If you own a pool, you know all too well how much work goes into keeping it clean and safe. If you don’t, you may not think much about that process; in fact, you may take it for granted. Pool upkeep requires chemicals to keep the water clean and protect against disease, including bromine- and chlorine-based disinfectants and chemicals that adjust pH. Not only pool owners and operators, but also many others are part of the process of manufacturing, transporting, storing, selling, using and disposing of these potentially hazardous chemicals.

But don’t worry: pool chemicals are safe when handled properly. However, they can cause injury when mishandled—nose, eye and throat irritation; skin irritation; abdominal pain; nausea; vomiting; headache and dizziness.

How often do pool chemicals cause injury? Are they really a serious safety hazard? Do people know how to handle them? Scientists at the Agency for Toxic Substances and Disease Registry are always working to protect U.S. citizens from hazardous substances, so they wanted to know the answers to these questions.

ATSDR scientists Ayana Anderson and Maureen Orr knew they had a good source for information about releases of hazardous substances like pool chemicals: the Hazardous Substance Emergency Event Surveillance program or HSEES. ATSDR funded HSEES in 17 states from 2001-2009. The surveillance system contains comprehensive data for chemical incidents with and without injuries during those years and from all sectors, including transportation.

chemical poolAnderson and Orr joined with Dr Wanda Welles from the New York State Department of Health and James Drew from the Wisconsin Department of Health Services to analyze pool chemical release data from HSEES. Their goal was to describe where such events occurred and how the releases of pool chemicals affected public health.
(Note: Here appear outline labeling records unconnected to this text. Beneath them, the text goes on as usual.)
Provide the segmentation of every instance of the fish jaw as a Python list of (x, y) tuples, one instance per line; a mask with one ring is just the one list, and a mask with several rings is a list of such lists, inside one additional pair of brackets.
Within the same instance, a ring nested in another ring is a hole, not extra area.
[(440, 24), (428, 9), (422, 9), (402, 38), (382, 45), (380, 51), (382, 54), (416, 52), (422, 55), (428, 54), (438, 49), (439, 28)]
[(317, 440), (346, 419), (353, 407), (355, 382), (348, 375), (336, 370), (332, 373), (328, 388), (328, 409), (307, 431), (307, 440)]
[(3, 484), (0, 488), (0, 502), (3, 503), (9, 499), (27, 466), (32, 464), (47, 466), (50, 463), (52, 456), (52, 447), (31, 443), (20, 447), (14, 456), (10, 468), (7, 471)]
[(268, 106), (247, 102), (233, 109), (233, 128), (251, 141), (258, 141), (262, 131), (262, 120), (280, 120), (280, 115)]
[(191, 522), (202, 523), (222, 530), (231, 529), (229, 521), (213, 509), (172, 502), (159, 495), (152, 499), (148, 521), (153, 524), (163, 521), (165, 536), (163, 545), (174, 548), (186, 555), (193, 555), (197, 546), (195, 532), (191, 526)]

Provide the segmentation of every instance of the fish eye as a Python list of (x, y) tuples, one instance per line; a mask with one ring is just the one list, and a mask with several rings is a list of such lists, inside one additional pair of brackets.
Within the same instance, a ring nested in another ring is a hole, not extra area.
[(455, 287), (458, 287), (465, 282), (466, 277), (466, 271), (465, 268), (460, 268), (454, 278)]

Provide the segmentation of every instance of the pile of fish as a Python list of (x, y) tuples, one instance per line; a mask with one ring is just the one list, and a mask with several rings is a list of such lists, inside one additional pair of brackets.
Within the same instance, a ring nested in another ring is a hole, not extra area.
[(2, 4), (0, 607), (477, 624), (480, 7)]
They discovered that from 2001-2009, out of all 6,642 HSEES chemical incidents with injuries, only 400 involved pool chemicals. That doesn’t seem like many compared to the total. Does that mean that pool chemicals are not a serious problem?

Not exactly. While the total number of pool chemical incidents may be far fewer than other chemical events, they result in more than three times the number of evacuations for all HSEES incidents combined! And there’s more:

  • Of the 400 pool chemical incidents, six out of ten resulted in injuries.
  • Of the 732 injured persons, 2/3 were private citizens and half were under 18 years old.
  • Incidents occurred most frequently in private residences (39%), but incidents with the most injured persons (34%) occurred at recreational facilities.
  • Over 70% of pool chemical releases resulted from human error, while nearly 23% resulted from equipment failure.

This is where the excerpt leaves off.